Recently two Karen sisters were attacked by a man with a large knife when they were collecting a child from an apartment in a large complex, to take her to a nearby church service, in the City Heights area of San Diego. Both sisters suffered cuts on the head requiring many staples, and one also suffered damage to three fingers, including a severed tendon in one finger. A neighbor heard their screams and also had fingers cut when he let the three into his apartment and struggled to shut the door against the attacker. The police were called, the attacker was arrested and the three injured people were taken to hospital for treatment. The severed tendon required surgery, and the two sisters were in pain, and traumatized by the events. They live with their mother and brother. Only the one with the severed tendon spoke English well, and the two sisters provided the family income. One worked as a dental assistant and had medical insurance, but her doctor said she must be off work for 3 months. She now could not drive with her hand in a caste. The other worked assembling electronics. She would be eligible for health insurance when she had worked for 6 months. She had worked there for only 5 months. The Network provided emergency food for the family, blankets, help in working through the various reports and interviews that needed to be completed, and filling in forms so that assistance to victims could be accessed.
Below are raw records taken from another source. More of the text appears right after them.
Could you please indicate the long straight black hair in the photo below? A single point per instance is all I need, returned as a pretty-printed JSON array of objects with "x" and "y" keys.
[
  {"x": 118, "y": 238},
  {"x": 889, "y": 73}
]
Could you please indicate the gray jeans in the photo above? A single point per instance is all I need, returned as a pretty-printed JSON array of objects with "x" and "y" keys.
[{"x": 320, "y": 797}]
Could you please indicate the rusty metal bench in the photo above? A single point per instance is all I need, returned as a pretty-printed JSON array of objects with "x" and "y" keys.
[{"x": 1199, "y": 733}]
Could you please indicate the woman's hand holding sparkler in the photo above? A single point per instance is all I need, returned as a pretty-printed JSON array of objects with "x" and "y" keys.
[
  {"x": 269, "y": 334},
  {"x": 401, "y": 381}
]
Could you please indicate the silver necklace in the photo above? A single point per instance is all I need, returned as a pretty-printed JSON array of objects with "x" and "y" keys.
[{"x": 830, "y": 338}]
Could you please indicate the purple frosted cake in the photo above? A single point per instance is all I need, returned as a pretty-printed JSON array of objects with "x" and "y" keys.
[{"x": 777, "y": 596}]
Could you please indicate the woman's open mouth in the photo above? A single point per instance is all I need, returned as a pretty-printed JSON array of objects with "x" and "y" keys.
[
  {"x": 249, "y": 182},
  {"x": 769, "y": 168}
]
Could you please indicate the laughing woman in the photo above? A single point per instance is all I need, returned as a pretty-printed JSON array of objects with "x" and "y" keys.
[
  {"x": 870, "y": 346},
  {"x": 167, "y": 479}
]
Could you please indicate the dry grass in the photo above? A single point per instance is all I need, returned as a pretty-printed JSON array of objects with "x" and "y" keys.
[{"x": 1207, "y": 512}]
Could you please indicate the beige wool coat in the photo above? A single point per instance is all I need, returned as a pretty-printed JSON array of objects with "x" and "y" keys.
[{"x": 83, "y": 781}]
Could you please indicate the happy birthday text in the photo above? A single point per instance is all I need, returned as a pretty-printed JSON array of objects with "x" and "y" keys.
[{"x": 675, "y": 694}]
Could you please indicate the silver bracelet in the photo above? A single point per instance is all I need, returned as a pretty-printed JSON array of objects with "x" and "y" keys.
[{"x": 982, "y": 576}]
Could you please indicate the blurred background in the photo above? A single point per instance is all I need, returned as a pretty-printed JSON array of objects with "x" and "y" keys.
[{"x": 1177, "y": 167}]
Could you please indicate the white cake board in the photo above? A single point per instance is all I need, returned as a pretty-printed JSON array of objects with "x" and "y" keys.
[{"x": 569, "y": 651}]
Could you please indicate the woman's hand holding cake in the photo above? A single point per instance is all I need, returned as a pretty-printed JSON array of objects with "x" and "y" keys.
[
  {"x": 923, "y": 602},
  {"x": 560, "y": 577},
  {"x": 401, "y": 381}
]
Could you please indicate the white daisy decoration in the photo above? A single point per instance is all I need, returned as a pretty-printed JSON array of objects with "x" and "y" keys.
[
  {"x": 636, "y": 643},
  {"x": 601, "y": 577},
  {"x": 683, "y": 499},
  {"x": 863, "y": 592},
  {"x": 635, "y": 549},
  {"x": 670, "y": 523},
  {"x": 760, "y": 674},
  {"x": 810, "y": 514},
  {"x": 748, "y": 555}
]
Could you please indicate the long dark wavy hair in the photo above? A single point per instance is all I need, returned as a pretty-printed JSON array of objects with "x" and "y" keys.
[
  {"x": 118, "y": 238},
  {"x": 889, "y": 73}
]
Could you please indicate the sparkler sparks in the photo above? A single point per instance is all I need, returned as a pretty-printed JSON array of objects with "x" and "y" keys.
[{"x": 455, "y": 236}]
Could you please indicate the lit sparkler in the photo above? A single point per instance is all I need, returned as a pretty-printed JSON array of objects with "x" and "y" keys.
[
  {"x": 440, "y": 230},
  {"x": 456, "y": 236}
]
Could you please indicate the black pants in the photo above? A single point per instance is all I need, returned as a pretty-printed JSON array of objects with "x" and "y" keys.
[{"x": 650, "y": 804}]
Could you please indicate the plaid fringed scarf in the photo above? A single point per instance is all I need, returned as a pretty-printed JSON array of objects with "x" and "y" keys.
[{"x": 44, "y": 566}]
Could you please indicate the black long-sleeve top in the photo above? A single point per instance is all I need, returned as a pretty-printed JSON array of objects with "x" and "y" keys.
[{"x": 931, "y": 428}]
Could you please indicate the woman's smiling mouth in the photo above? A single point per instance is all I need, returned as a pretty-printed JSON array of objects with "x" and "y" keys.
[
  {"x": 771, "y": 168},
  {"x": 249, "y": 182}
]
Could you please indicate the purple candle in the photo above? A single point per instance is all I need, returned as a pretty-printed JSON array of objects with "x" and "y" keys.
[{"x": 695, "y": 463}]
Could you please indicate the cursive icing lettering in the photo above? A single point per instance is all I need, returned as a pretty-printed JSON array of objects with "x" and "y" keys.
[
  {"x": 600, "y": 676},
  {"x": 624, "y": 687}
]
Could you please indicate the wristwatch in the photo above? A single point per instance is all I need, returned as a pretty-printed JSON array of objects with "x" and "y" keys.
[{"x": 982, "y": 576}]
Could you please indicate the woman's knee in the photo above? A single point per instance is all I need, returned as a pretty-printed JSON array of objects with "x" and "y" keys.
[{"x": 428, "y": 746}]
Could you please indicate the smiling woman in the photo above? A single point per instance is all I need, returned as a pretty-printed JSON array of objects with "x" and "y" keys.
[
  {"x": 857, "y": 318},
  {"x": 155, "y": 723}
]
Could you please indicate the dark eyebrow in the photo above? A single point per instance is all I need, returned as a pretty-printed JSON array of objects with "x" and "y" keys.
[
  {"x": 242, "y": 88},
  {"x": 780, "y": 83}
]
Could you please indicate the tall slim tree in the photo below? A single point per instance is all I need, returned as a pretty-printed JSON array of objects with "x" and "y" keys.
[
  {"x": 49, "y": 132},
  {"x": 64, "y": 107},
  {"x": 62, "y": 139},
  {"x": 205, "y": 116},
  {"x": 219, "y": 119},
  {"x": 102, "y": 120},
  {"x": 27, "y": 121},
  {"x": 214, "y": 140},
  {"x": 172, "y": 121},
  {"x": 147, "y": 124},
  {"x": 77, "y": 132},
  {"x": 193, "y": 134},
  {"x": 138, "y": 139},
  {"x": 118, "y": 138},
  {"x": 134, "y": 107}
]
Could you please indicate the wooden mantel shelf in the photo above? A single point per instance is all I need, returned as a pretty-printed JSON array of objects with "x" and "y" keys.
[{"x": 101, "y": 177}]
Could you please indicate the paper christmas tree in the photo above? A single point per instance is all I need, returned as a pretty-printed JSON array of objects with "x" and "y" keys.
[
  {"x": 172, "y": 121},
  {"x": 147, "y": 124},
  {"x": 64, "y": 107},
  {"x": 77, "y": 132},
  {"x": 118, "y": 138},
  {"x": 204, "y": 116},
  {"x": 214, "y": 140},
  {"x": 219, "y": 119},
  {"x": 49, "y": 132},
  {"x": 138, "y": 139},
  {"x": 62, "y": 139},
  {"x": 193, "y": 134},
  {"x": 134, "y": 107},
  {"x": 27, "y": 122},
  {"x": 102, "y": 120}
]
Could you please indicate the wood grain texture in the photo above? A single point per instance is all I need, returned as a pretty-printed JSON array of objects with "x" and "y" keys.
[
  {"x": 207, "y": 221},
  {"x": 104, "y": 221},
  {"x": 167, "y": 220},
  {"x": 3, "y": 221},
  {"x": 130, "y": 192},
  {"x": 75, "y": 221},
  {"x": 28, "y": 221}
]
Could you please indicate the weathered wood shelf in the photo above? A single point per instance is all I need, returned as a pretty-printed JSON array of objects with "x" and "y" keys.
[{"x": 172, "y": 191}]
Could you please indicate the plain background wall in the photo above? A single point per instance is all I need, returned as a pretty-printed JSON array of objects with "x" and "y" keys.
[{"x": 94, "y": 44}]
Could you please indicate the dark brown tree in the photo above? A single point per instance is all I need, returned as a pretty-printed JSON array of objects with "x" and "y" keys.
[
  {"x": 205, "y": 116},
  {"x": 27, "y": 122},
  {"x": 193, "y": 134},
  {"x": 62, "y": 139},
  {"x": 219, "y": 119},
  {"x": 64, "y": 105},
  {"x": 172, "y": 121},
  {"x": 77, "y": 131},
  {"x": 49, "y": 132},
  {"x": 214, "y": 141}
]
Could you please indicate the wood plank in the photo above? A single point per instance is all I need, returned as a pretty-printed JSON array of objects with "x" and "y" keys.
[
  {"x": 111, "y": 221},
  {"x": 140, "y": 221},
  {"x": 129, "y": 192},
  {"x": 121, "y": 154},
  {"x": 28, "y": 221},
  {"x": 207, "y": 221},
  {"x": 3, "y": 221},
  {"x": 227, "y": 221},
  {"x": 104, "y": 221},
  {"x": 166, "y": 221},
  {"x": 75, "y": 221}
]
Then the sister with the injured hand was required to be at the court hearing where the attacker would be formally accused. Such unfamiliar proceedings are daunting, even if you do speak English. The Network provides a volunteer who attend such hearings to give the refugee confidence, and to advocate for the refugee if necessary, especially where language and custom play a part in the reactions of the people concerned. This is the kind of situation which is not over in a short time. Sometimes fallout from traumas goes on for a very long time. And where there is a lag between the need to pay for medication and the arrival of funding from the Aid to Victim's Fund, the Network can provide interim funding. Until the sister with the damaged hand is able to drive again, the Network provides transport, and where translation is required, we also provide that.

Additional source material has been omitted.